"Oh, Lucy," cried Hoodie, "he's getting better," but as she said the words, birdie fell over on his side, uttered the feeblest of chirps, and with a little quiver lay still—quite still—he was dead. The fright had killed him.
Hoodie looked up in Lucy's face with tearless eyes.
"Is he dead?" she said.
"Yes, Miss Hoodie dear," said Lucy, softly stroking the ruffled feathers, "he is dead, but oh dear, Miss Hoodie, it isn't so bad as if the cat had torn and scratched him all over. You should think of that."
But Hoodie could think of nothing in the shape of comfort. She held the little dead bird out to Lucy.
"Take him and bury him," she said. "He can't love me any more, so take him away.
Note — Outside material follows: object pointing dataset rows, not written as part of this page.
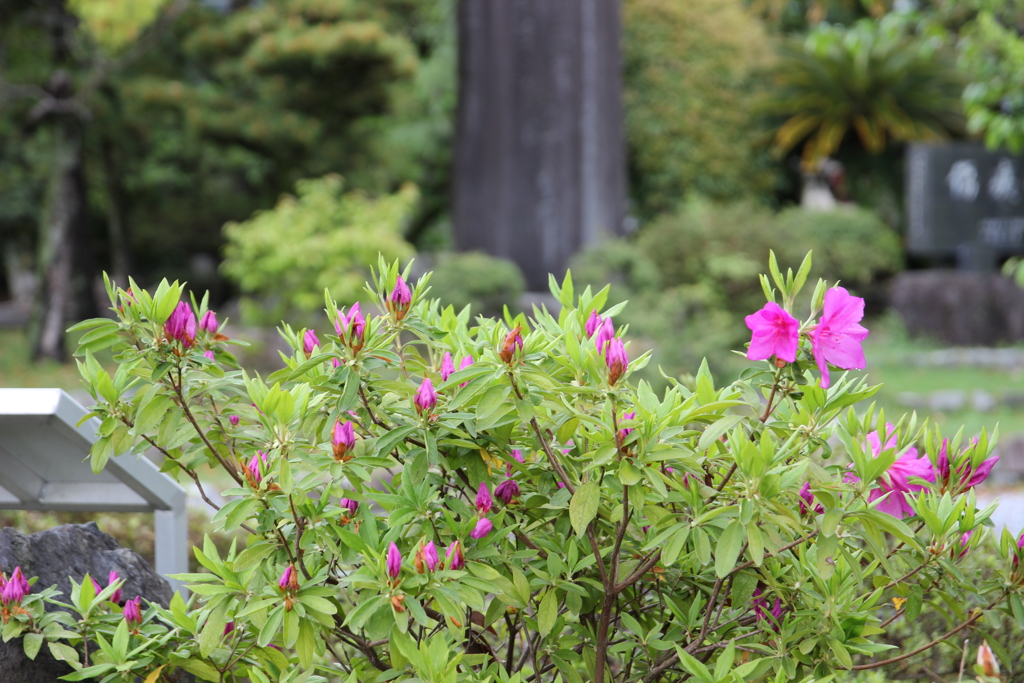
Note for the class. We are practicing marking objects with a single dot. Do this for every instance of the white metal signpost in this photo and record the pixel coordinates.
(44, 465)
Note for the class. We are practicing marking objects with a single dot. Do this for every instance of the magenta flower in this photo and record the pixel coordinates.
(837, 338)
(254, 468)
(454, 556)
(775, 333)
(448, 367)
(463, 365)
(393, 561)
(399, 299)
(15, 588)
(112, 579)
(507, 491)
(482, 528)
(430, 556)
(605, 333)
(896, 480)
(349, 505)
(309, 342)
(343, 439)
(181, 325)
(512, 343)
(483, 501)
(133, 611)
(617, 361)
(209, 323)
(807, 501)
(426, 396)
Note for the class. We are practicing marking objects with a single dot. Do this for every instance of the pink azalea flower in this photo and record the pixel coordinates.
(393, 561)
(483, 526)
(837, 338)
(483, 500)
(426, 396)
(775, 333)
(896, 480)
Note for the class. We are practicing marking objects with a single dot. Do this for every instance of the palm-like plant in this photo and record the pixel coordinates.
(875, 78)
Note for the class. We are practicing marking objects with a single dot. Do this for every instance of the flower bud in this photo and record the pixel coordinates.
(430, 556)
(132, 610)
(343, 440)
(398, 301)
(483, 526)
(507, 491)
(448, 367)
(209, 323)
(309, 342)
(617, 361)
(112, 579)
(181, 325)
(426, 396)
(454, 556)
(986, 660)
(512, 343)
(393, 561)
(483, 500)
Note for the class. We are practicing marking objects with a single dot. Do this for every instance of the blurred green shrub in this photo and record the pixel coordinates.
(284, 258)
(474, 279)
(691, 89)
(693, 273)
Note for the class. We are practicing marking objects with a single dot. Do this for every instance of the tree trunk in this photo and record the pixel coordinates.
(65, 252)
(540, 167)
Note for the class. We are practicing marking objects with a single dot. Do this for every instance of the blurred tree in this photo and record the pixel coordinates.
(875, 78)
(691, 85)
(61, 75)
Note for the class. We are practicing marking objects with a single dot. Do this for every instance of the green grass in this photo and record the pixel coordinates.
(888, 349)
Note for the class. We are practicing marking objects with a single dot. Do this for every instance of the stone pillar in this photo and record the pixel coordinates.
(540, 163)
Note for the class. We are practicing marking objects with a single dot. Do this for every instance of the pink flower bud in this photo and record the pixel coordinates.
(454, 556)
(617, 361)
(209, 323)
(482, 528)
(605, 333)
(512, 343)
(112, 579)
(309, 342)
(483, 501)
(430, 556)
(398, 301)
(132, 611)
(448, 367)
(349, 505)
(426, 396)
(181, 325)
(343, 439)
(507, 491)
(393, 561)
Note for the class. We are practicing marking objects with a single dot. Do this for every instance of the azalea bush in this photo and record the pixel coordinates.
(430, 498)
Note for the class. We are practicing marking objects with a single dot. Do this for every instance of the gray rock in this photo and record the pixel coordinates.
(53, 555)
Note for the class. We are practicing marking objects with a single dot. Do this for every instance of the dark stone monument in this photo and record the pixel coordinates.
(965, 201)
(540, 163)
(53, 555)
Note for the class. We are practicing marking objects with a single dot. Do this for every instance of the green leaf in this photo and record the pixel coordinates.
(728, 548)
(547, 612)
(33, 641)
(584, 506)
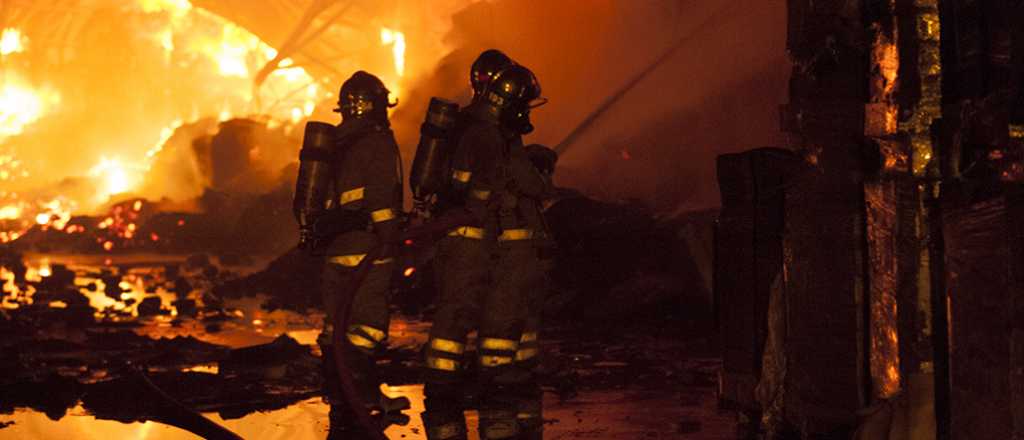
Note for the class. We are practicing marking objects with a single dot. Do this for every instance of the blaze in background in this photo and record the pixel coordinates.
(11, 41)
(397, 42)
(195, 46)
(20, 103)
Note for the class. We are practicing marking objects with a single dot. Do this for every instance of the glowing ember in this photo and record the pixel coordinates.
(44, 268)
(10, 212)
(11, 41)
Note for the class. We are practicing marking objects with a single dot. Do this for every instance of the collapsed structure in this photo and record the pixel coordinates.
(869, 274)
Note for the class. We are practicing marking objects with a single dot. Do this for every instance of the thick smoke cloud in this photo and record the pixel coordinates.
(719, 92)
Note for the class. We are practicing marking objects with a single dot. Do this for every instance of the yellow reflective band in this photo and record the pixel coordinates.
(382, 215)
(480, 194)
(441, 363)
(351, 195)
(359, 341)
(488, 360)
(468, 232)
(347, 260)
(499, 344)
(448, 346)
(525, 353)
(445, 431)
(374, 333)
(353, 260)
(462, 176)
(514, 234)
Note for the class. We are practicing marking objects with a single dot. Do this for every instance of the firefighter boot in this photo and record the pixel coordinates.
(368, 386)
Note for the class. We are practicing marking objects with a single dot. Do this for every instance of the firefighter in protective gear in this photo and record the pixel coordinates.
(487, 63)
(365, 180)
(488, 270)
(507, 415)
All the loving's dead. He was the only thing that loved me. I won't try to be good any more. God is very unkind."
"Miss Hoodie!" exclaimed Lucy, considerably shocked. But Hoodie just looked at her with a hard set expression in her white face.
"You don't understand," she said. "Take him away and bury him."
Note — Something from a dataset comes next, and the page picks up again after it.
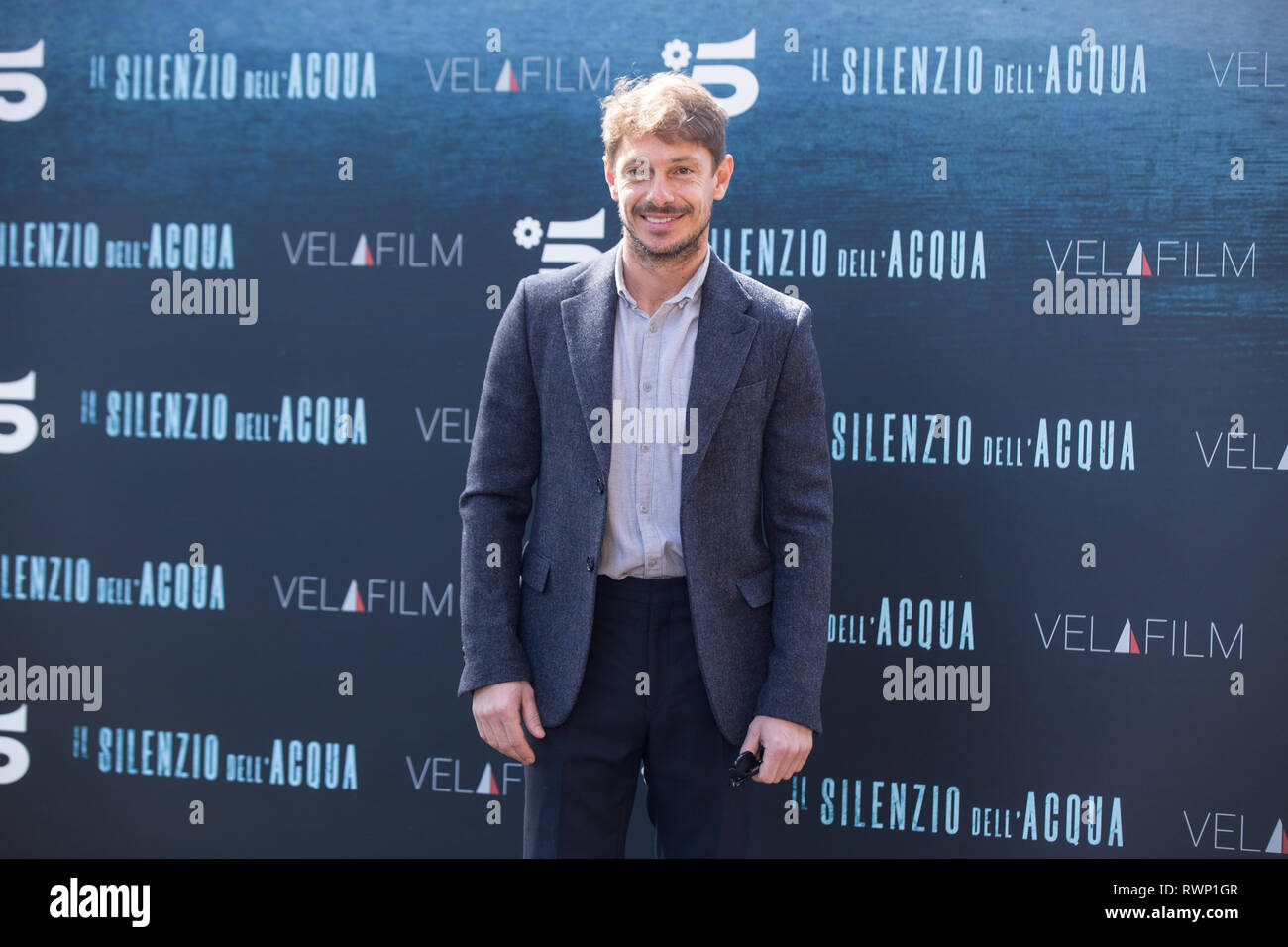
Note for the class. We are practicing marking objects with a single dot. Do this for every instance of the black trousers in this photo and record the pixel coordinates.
(642, 699)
She turned to the door and left the room. She went slowly back to her own room, and got into her little bed again. Then, like the old Hebrew king, poor little English Hoodie "turned her face to the wall," and wept and wept as if never again there could be for her brightness in the sunshine, or love and happiness in life.
"My bird, my bird," she moaned. That was all she could say.